Shandy Dixon February 24, 2011 at 06:55 PM
The word on the street for "stay at home mom" has been that Pre K is a great tool to aid in a child's social and emotional development. I just could not dare fault a parent who may sacrifice a paying job in order to stay home and then take advantage of the free or low cost pre k. We all want the best for our children. If the 3 yr. old's mother is headed off to work, get her nails done or even just to rest ..that doesn't matter. The focus is the child and the child's enrichment. If these little ones don't get set up on the right track they will not have any use for the lottery higher education scholarships. The money should be invested in the children..LOTS of money!!! rich or poor, black or white teach them all, every one of them!

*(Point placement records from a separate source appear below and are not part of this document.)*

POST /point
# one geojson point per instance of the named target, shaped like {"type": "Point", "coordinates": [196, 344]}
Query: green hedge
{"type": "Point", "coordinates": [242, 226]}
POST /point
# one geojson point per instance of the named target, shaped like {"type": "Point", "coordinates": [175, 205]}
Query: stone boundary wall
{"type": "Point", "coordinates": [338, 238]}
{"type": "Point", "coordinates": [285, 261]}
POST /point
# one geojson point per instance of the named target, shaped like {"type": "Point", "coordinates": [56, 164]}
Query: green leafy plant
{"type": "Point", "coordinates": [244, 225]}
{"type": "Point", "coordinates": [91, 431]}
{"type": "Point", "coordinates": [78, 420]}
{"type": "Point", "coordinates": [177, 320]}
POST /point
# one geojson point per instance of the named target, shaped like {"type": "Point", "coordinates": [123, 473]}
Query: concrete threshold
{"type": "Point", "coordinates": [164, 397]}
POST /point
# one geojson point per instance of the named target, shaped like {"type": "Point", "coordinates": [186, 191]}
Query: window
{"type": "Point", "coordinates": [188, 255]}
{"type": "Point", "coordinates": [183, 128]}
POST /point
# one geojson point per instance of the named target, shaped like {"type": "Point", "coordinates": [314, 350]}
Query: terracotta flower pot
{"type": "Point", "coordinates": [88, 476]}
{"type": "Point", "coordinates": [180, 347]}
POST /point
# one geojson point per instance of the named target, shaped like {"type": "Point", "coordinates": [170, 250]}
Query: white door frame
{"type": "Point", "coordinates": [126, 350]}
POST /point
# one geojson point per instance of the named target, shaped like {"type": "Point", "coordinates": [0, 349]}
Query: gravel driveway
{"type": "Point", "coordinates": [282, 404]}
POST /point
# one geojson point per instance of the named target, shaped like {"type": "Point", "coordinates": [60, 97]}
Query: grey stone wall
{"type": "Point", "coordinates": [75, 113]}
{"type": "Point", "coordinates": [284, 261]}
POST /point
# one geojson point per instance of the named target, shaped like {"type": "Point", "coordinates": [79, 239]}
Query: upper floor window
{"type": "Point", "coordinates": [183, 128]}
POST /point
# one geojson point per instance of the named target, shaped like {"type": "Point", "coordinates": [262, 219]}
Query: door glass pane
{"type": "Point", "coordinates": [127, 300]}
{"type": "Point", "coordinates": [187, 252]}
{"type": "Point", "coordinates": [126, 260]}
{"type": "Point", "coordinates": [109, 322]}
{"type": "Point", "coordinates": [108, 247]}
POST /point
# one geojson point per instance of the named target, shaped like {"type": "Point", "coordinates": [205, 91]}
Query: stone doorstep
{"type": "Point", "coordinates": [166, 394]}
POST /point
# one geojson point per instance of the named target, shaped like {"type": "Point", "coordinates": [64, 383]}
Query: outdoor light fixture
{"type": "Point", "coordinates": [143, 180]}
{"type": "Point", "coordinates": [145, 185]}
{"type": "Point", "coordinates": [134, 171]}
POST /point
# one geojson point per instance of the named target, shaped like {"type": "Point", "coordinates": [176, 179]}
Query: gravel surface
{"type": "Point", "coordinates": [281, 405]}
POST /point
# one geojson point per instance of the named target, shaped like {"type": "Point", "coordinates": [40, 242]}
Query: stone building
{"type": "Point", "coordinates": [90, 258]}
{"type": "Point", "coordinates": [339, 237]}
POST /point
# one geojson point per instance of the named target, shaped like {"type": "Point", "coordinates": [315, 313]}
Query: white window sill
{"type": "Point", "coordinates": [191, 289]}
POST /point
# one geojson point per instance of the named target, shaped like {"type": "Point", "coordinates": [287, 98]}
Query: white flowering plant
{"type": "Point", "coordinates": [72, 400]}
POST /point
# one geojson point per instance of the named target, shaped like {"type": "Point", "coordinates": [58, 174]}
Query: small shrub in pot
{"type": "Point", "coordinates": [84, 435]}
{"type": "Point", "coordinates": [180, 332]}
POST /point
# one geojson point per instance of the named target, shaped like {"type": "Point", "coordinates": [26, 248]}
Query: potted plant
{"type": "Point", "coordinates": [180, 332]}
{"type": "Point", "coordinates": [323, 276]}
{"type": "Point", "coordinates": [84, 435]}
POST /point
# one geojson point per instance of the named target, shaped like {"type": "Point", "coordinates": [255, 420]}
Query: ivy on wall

Shannon Sanders February 28, 2011 at 04:09 PM
@Bailey... Coming from both sides - formerly a mom who worked outside the home and currently a SAHM, I find some of the comments made frustrating... faulting moms who work outside the home as if they don't care for or can't handle their children as much as SAHMs. I agree, staying at home with kids takes talent and is not easy, but neither is working outside the home and being a mom. You're living in a bubble if you think there is only one solution to raising children. For one, not all mom's have the luxury of being able to make a choice of staying at home or working. There are single moms who can't stay at home and others who need a dual income in order to pay the bills, not all moms are in families in higher income brackets. I have had one child who has gone through GA Pre-K and appreciated the relief of one daycare bill while the other began daycare. Have you seen GA's rankings in education? Though I wasn't completely impressed with the GA Pre-K program as compared to the curriculum of the daycare center my child attended, I feel it is a necessary program for many and children from all backgrounds that can benefit from Pre-K programs and it is unfair to judge parents who choose to put their child into Pre-K. Didn't many, many women fight for the right to choose - to work or not to work? I think we should commend anyone who is a good mom whether they work outside the home or not and not be so critical of people's choices.
Bailey February 28, 2011 at 04:38 PM
@ Shannon, Fine point & i 100% agree w/ you. I should have been more clear. I was absolutely not aiming my comment at those brave and talented Moms who have no choice. I was referring to the silver spoon elitist quoted in "A. Hobbs" post. My deep & sincere apologies & Kindest Regards, my friend.